Das Schlafen lief an dieser Schule genauso seltsam ab wie das Essen. Aber noch merkwürdiger fand Oliver, dass Ralph ihn so drängte.

„Bereit?“, fragte er und klang ungeduldig.

Oliver nickte. „Ja, aber kannst du mir bitte erklären, warum Edmunds Kommentar dich so aus der Bahn geworfen hat?“

Er sah, dass Edmund immer noch bei den anderen Kindern stand. Alle trugen die gleichen Schlafanzüge.

„Ach, nichts“, sagte Ralph.

Die nächste Tür öffnete sich und die Kinder strömten hindurch.

„Es ist ganz offensichtlich nicht nichts…“, begann Oliver und folgte den anderen.

Oliver blieben die Worte im Hals stecken, als er den Schlafsaal sah. Wie die anderen besonderen Bereiche erstreckte auch dieser sich über mehr als fünfzig Etagen. Er enthielt einzelne runde Glaszellen, die in Reihen angeordnet waren. Es war dunkel hier, bis auf das schwache weiße Glühen der einzelnen Zellen und einige Nachtlichter, die wie Schneeflocken durch die Luft schwebten.

„Wie kann das sein…?“, murmelte Oliver, der von diesem Anblick vollkommen hypnotisiert war. Als er sich umdrehte, sah er, dass Ralph sich bereits in die Schlange eingereiht hatte. Schnell stellte Oliver sich dazu.

Ganz vorne stand ein japanisch aussehender Junge, der schon etwas älter war. Er teilte den Kindern ihre Schlafkapseln zu. Es lief schnell und reibungslos ab, fast wie beim Militär. Der große Junge drückte einen Knopf und eine Kapsel öffnete sich. Sobald ein Kind hineingeklettert war, verschloss sich diese wieder und schwebte an ihren Platz. Schon war das nächste Kind an der Reihe.

Edmund stand jetzt ganz vorne. Er drehte sich um und suchte mit den Augen die Reihe ab. Als er Oliver sah, rief er, „Hoffe du kannst schlafen! Morgen kommt einiges auf dich zu!“ Dann stieg er in seine Schlafkapsel und zischte davon.

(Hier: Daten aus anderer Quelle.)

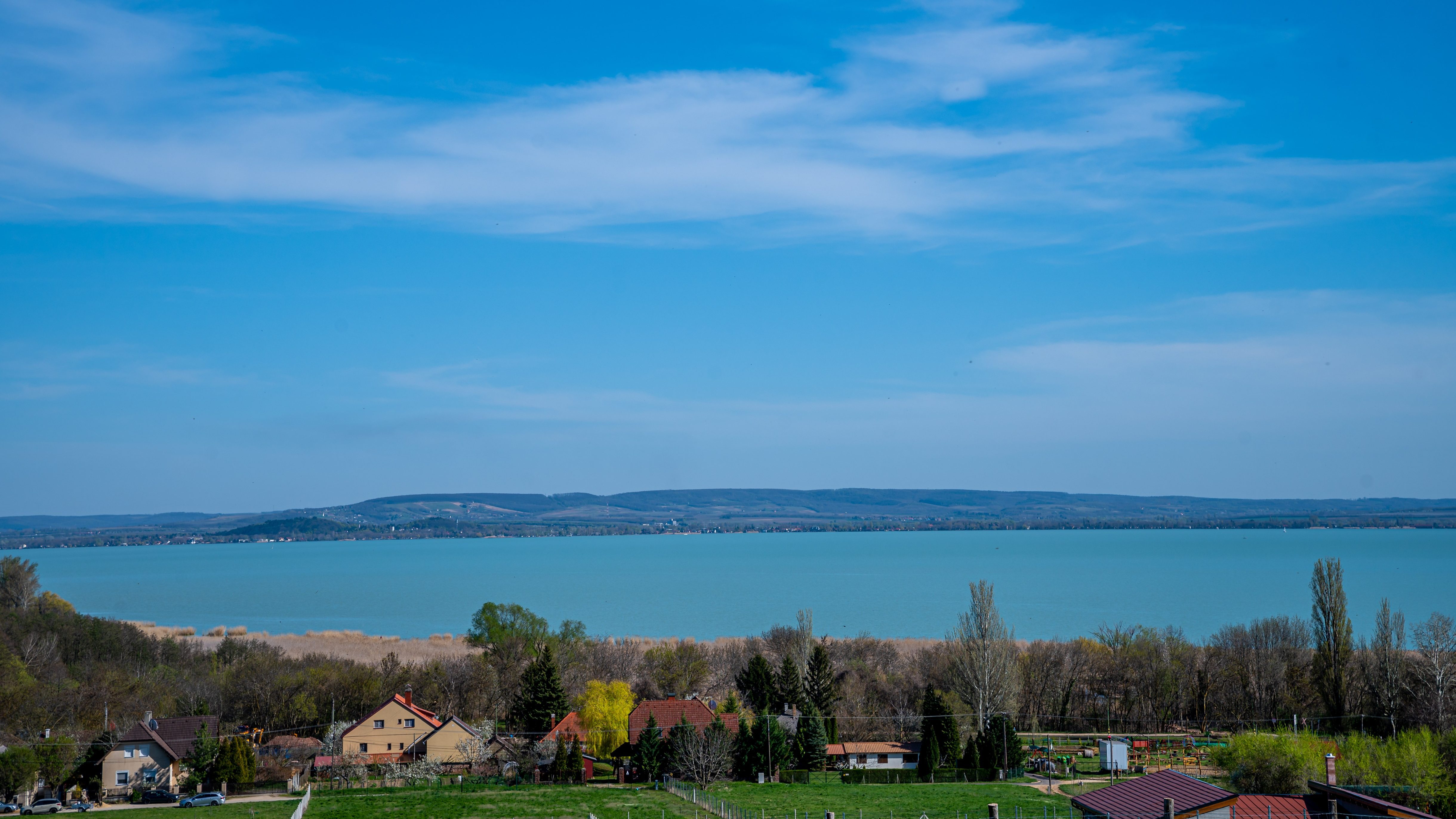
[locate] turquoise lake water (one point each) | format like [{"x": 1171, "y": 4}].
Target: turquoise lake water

Oliver wandte sich an Ralph.

„Was meint er damit?“, fragte er. „Worum geht es hier eigentlich?“ Er war jetzt sehr verunsichert. Er hatte das Gefühl, dass es um mehr ging als die gewohnte Schikane fieser Mitschüler. Ralph verschwieg ihm etwas, da war er ganz sicher.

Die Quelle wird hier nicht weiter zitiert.